Chapitre 12

5 1 0
                                    

Je fais signe à Théo de se taire alors qu'il commence à s'extasier sur le repas qu'il mangera ce soir, si nous ne sommes pas tués d'ici là. Du coin de l'œil, je lui montre l'écart entre ma porte et son encadrement. Il tilte que nous avons un invité surprise puis pose son majeur sur ses lèvres comme si j'étais celui qui faisait le plus de bruit. Je l'insulte intérieurement à cause de ses nouvelles chaussures qui couinent chaque moindre pas qu'il fait. Tels des cambrioleurs prêts à s'introduire dans une demeure, nous longeons le mur jusqu'à poser un pied après l'autre sur le paillasson de l'entrée. Dans la villa, je n'ai jamais été inquiet de devoir affronter une situation comme celle-ci parce que l'efficacité des gardes du corps de mon père ont toujours fait preuve. Aujourd'hui, je regrette un peu de ne pas l'avoir écouté lorsqu'il m'a proposé d'en embaucher un. Même si mon cousin passe en moyenne dix bonnes heures à faire du renforcement musculaire, je ne le qualifie pas d'agent de sécurité pour autant. Puis, quand je le vois s'emparer d'une serviette en papier pour essuyer une tache qui gâche le blanc sur sa chaussure, je me dis qu'un exercice de secours à ses côtés finirait forcément par un tour à l'hôpital pour l'un de nous. Mes gros yeux le ramènent à la réalité. Nous avançons jusqu'à l'îlot central de la cuisine et alors que je m'apprête à nous donner deux directions différentes, nous entendons du bruit en provenance de mon bureau.

Théo s'empare d'un couteau pendant que je m'équipe d'une casserole sale demeurant dans l'évier depuis la veille. Prétextant qu'il a une meilleure arme que moi, je l'envoie au front. Sur la pointe des pieds, nous nous approchons des grognements féroces qui s'élèvent à mesure que les centimètres se réduisent.

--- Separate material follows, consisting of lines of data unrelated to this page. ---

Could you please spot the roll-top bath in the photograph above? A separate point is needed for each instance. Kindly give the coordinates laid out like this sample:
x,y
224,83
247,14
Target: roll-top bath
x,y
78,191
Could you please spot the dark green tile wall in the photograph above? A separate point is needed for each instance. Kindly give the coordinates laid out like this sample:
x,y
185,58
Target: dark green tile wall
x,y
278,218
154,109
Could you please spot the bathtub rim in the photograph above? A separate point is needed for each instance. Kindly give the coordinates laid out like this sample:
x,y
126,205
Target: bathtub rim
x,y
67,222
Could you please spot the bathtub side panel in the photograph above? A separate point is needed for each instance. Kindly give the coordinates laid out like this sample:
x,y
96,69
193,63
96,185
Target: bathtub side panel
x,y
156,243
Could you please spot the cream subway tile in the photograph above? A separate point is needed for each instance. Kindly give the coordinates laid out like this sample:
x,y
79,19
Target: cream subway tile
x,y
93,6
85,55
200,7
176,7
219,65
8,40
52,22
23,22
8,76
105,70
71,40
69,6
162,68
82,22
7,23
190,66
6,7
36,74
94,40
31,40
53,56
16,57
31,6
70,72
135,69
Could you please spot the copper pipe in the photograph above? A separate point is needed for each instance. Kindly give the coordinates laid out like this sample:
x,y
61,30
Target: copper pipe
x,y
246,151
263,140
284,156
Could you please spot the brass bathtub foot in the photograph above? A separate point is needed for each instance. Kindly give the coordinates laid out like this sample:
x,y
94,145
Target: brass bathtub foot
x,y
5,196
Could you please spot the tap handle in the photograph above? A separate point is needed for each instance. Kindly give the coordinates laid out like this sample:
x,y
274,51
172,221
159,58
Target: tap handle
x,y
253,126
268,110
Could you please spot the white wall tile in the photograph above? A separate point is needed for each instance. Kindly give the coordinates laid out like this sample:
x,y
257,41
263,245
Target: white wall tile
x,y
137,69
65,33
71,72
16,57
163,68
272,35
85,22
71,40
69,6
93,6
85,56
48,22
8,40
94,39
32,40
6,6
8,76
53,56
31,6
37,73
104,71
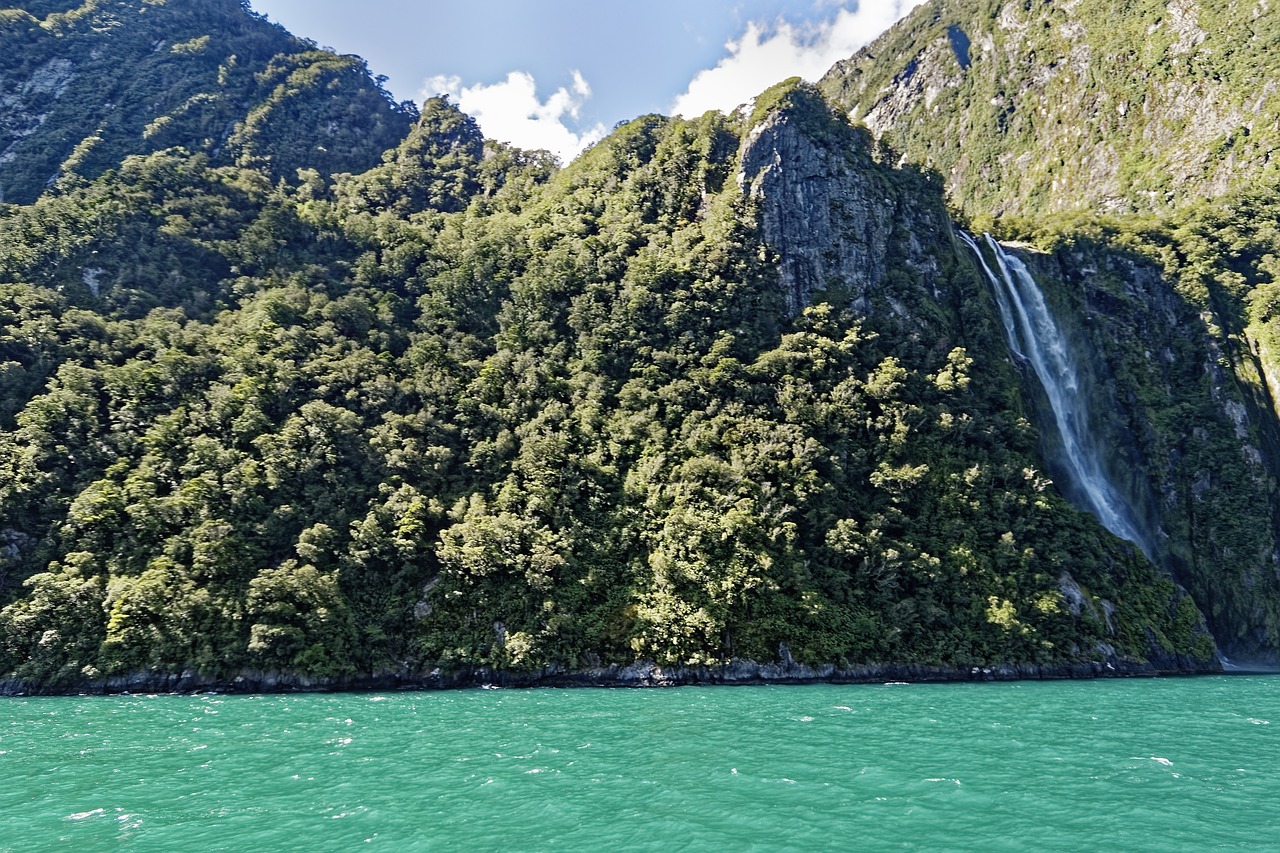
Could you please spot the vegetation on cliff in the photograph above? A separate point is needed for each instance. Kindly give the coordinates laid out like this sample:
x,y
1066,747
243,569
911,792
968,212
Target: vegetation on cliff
x,y
456,406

Une fois devant la porte, chacun de notre côté, Théo compte sur ses doigts sans me dire à quel chiffre nous devons pénétrer dans la pièce, si bien qu'il affronte l'inconnu seul quand il l'a décrété.

— Putain, sérieusement ? l'entends-je hurlé alors que je suis toujours caché. Eugène, ramène-toi.

Après m'être assuré qu'aucun danger ne m'attendait, je rentre dans le bureau et découvre Mila assise devant un jeu de tir en ligne. Théo est obligé de lui retirer son casque des oreilles pour qu'elle nous remarque. Elle sursaute et par la même occasion, perd la partie.

— NON ! Mais, merde, j'allais donner une bonne leçon à ce connard, s'énerve-t-elle en attaquant de ses poings le torse de mon cousin.

— Tu préfères peut-être que je t'étouffe avec un coussin ? s'agace-t-il. Tu nous as fait peur, idiote !

— Quoi ? Je t'ai laissé un message disant que je passais ce soir, m'explique-t-elle en consultant son téléphone. Que j'ai oublié d'envoyer...

— Pas grave, mais la prochaine fois, si tu pouvais fermer la porte, mon rythme cardiaque t'en sera reconnaissante.

— Désolée, s'excuse-t-elle. Tu me pardonnes si je te laisse gagner une partie ?

— Ça ira. Je n'ai pas très envie de jouer ce soir.

— Réunion dans ta cuisine dans trente minutes ! Mais avant, j'ai un misogyne à remettre à sa place, déclare-t-elle en retournant dans sa game.

— Et tu me proposes pas à moi ? s'offusque Théo en s'asseyant à ses côtés pour allumer l'autre PC.

Lorsque je finis par entendre de jolis noms d'oiseau sortir de leur bouche, je sais qu'une demi-heure ne leur suffira pas. Je quitte la pièce quand mon téléphone vibre pour annoncer l'arrivée du livreur en bas de l'immeuble. C'est aussi l'une des raisons pour lesquelles mon père a insisté pour avoir quelqu'un à longueur de journée auprès de moi. Me pointer devant un inconnu pour récupérer ma commande livrée reviendrait presque à lui signaler mon adresse. Ayant fait le choix de ne pas être suivie toutes les minutes, j'ai promis à mon père de ne jamais m'identifier sous mon nom et d'à la moindre sortie non officielle de porter une casquette et des lunettes de soleil.